DBT & CBT

If you are struggling to create the skills necessary for regulating your emotions, Cognitive Behavioral Therapy (CBT) or Dialectical Behavior Therapy (DBT) may be for you. With this model, we use a mindfulness approach to help you go beyond developing insights into why you behave, think, and feel the way you do and create new behaviors critical to living a life that feels worth living.

“Behavior” refers to anything a person thinks, feels, or does. DBT and CBT use a variety of techniques to help you change your behaviors and build a “toolbox” of skills. These skills are useful in helping you manage your emotions. These difficulties may manifest in a variety of ways, including self-destructive or self-injurious behavior, anger management problems, binge eating, ongoing relationship conflicts, and self-hatred.
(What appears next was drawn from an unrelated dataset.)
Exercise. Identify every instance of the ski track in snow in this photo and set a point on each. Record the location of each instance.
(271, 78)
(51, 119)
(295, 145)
DBT is a mindfulness-based therapy that balances the use of change strategies from cognitive behavioral therapy along with acceptance strategies. DBT asserts that pervasive problems in managing emotions arise, in part, from not having the necessary skills. Therefore, DBT includes weekly skills training designed to remedy those deficits. Skills learned through DBT assist with better management of emotions, relationships, distress, and focusing on the present moment. Most importantly, when in DBT, you work on applying the skills to your particular problems and goals.